Et ce ne sont pas seulement les pays arabes qui se retrouvent sur la liste des cibles américaines. Il a récemment été révélé que Washington essayait de faire de l'opposition au mouvement Boycott, Désinvestissement, Sanctions (BDS) en solidarité avec la Palestine une condition d'un accord de libre-échange qu'il négocie avec le Kenya. Il fait pression sur Nairobi pour «décourager les actions à motivation politique visant à boycotter, désinvestir et sanctionner Israël» et promettre «l'élimination des barrières non tarifaires à motivation politique sur les biens, services ou autres commerces israéliens imposés à Israël; et l'élimination du boycott étranger d'Israël parrainé par l'État et non autorisé, ou le respect du boycott d'Israël par la Ligue arabe ».

En tant que premier bénéficiaire de l'aide américaine en Afrique subsaharienne, qui reçoit également une aide au développement et une aide à la sécurité importantes d'Israël, le Kenya est particulièrement vulnérable à de telles pressions.

Il a également une histoire de coopération avec les régimes d'apartheid. Tandis que le Kenya soutenait sans ambages les résolutions africaines qui interdisaient toute forme d'interaction avec l'Afrique du Sud de l'apartheid, en réalité sa position était au mieux flexible et au pire hypocrite.

La nécessité de rester dans les bonnes grâces de ses bienfaiteurs américains et britanniques, qui soutenaient l'État d'apartheid, ainsi que le fait que l'Afrique du Sud mangeait une bonne partie des exportations kényanes, ont limité tout enthousiasme pour une action dure pour soutenir la rhétorique. . Le boycott commercial du Kenya en 1960 contre le régime d’apartheid, par exemple, a été si inefficace que la valeur des marchandises sud-africaines importées a augmenté pendant les neuf mois du boycott.

Nairobi a déjà montré sa main. En 2017, il s'est abstenu d'une résolution de l'Assemblée générale des Nations Unies condamnant la décision de Trump de déplacer l'ambassade américaine en Israël de Tel Aviv à Jérusalem. En conséquence, il a été récompensé par une invitation à une fête américaine de «l'amitié» et plus tôt cette année, une visite à la Maison Blanche pour le président Uhuru Kenyatta.

En 2016, le Kenya était sur l'itinéraire lorsque Benjamin Netanyahu est devenu le premier Premier ministre israélien à se rendre sur le continent depuis des décennies. Quelques mois plus tard, il était de retour à Nairobi pour assister à l’inauguration controversée de Kenyatta (qu’il a finalement été contraint de sauter pour des raisons de sécurité) et pour rencontrer les dirigeants d’autres pays africains.

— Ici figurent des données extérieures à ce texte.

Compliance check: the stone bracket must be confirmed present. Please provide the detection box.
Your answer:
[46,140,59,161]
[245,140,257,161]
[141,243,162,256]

Pour sa part, Kenyatta était à Jérusalem en 2016 et son administration a promis de faire pression pour rétablir le statut d'observateur tant convoité et refusé depuis longtemps à l'Union africaine.

Dans tout cela, les vrais perdants ne sont pas seulement les Palestiniens, dont la lutte contre l’oppression continue d’être minée, mais tous ceux qui espèrent un ordre moral international.

Pour les Africains, qui reconnaissent depuis longtemps dans l'occupation israélienne le même colonialisme et l'apartheid qu'ils ont eux-mêmes connu, la capitulation du Soudan et le double jeu du Kenya rappellent que la scène internationale est toujours un espace où l'égalité et la dignité des êtres humains peuvent être négociées. un moyen.

Comme Michael Sfard, un avocat israélien des droits de l’homme, l’a récemment souligné, «aucune paix n’est possible avec des racistes violents qui abusent des faibles sous la protection des fusils de l’armée». Il ne devrait pas non plus être possible de faire la paix avec un État qui se comporte de la même manière sous la protection de l’arsenal militaire et économique d’une superpuissance.

Les opinions exprimées dans cet article sont celles de l’auteur et ne reflètent pas nécessairement la position éditoriale d’Al Jazeera.